In energy management the word ‘target’ has two distinct meanings. The first is the ‘aspirational’ target, usually set from on high without regard to practicability, to reduce consumption by x% within a certain time. It’s not a particularly smart approach. In fact in a large organisation it is almost guaranteed to fail, and here’s why. Top management sets a reduction target of x%. There being no easy, transparent and equitable way to do anything else, all departments adopt the same x% target and pass it down the chain to the lowest-tier managers. For some of them, x% is impossible to achieve so they fail. For others it will be achievable or even easy. They will save x% and then probably stop trying. Why would they over-achieve? They have other work to worry about and anyway we all know if we beat our target our managers will just give us a harder target next time. So take the roughly x% saved by the successful ones, blend this with the lower savings achieved by the first group, and you have an aggregate failure.
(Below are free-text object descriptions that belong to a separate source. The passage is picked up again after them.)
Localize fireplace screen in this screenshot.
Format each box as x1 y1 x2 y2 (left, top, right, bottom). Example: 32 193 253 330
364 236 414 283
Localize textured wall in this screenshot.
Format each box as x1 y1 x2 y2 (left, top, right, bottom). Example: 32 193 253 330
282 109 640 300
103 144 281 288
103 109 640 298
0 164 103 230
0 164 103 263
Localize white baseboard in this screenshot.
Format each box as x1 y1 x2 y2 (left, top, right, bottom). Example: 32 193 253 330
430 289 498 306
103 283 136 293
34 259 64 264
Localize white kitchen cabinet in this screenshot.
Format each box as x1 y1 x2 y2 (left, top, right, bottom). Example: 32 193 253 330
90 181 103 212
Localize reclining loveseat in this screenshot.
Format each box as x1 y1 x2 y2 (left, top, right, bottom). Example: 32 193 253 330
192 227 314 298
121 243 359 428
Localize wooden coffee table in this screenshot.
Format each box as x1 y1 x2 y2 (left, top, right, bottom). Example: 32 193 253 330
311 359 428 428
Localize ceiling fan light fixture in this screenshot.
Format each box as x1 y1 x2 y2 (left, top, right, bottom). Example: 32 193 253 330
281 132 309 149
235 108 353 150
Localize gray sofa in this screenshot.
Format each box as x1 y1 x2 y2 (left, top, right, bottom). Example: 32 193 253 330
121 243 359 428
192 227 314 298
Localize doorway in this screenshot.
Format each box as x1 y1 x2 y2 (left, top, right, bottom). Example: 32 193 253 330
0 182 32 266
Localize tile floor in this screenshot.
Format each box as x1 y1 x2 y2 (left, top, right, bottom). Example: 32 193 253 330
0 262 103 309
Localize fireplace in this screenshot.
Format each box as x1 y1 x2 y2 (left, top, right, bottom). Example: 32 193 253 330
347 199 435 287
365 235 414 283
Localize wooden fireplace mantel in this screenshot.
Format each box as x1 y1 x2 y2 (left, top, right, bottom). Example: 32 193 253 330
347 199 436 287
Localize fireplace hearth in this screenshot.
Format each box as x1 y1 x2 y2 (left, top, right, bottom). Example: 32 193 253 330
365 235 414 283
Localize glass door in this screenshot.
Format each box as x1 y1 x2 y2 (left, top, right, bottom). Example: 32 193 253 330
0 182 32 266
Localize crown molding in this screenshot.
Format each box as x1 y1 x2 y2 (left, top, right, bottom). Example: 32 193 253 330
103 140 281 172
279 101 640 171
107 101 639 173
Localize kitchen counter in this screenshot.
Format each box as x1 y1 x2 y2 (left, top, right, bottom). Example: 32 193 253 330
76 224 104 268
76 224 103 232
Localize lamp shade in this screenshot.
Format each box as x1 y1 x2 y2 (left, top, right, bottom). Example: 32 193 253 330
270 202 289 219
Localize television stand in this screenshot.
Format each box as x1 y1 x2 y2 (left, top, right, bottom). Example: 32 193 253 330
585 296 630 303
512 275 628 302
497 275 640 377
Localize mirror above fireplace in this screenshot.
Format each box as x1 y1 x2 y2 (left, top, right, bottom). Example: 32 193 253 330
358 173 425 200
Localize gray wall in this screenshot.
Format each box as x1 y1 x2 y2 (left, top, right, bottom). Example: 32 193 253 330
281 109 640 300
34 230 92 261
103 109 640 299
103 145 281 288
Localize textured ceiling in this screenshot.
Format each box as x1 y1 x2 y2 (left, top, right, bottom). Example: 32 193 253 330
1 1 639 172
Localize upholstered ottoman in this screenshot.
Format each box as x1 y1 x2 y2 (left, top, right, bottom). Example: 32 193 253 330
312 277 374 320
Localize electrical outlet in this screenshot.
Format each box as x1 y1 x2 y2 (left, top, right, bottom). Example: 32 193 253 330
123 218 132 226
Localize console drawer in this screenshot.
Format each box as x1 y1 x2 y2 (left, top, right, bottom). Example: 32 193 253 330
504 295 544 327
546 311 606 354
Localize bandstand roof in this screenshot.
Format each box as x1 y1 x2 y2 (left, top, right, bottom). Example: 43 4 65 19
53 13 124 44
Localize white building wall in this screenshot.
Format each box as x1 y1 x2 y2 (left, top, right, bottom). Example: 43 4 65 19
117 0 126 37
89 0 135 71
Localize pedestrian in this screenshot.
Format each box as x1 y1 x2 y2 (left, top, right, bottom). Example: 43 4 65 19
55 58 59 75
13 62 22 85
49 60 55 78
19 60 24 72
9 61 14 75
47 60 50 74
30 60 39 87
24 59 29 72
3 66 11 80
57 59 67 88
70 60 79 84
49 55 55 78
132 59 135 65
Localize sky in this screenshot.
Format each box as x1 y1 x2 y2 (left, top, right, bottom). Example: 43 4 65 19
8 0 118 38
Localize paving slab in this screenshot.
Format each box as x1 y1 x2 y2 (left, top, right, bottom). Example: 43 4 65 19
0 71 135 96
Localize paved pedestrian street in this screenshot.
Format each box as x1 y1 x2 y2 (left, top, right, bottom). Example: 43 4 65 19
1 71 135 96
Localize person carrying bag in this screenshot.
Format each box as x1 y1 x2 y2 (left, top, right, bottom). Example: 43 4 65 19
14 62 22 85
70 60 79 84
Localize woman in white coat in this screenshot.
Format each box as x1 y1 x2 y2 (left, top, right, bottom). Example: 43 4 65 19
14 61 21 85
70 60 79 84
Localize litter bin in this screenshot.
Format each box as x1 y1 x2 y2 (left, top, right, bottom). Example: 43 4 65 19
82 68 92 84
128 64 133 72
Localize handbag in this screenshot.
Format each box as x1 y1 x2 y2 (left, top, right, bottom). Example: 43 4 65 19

For me, achievability is key, and when I talk about a performance ‘target’ I mean just maintaining the best performance you can demonstrably achieve. In other words, avoid accidental excess consumption (see next article). This may not be ambitious but it is worth doing; using regression or other modelling methods supported by cusum analysis it is possible to ensure that everything has its own achievable performance characteristic. The word ‘achievable’ is crucial: it’s much more likely to get buy-in than the megaphone-management targeting that I described earlier.

I said achievable ‘characteristic’ because my concept of a target differs from common understanding in another important respect. My ‘target’ is not expressed as an annual kWh figure, nor indeed as a performance indicator, but in terms of an expected consumption quantity dynamically linked to relevant driving factors, meaning that you can track performance at whatever interval you want.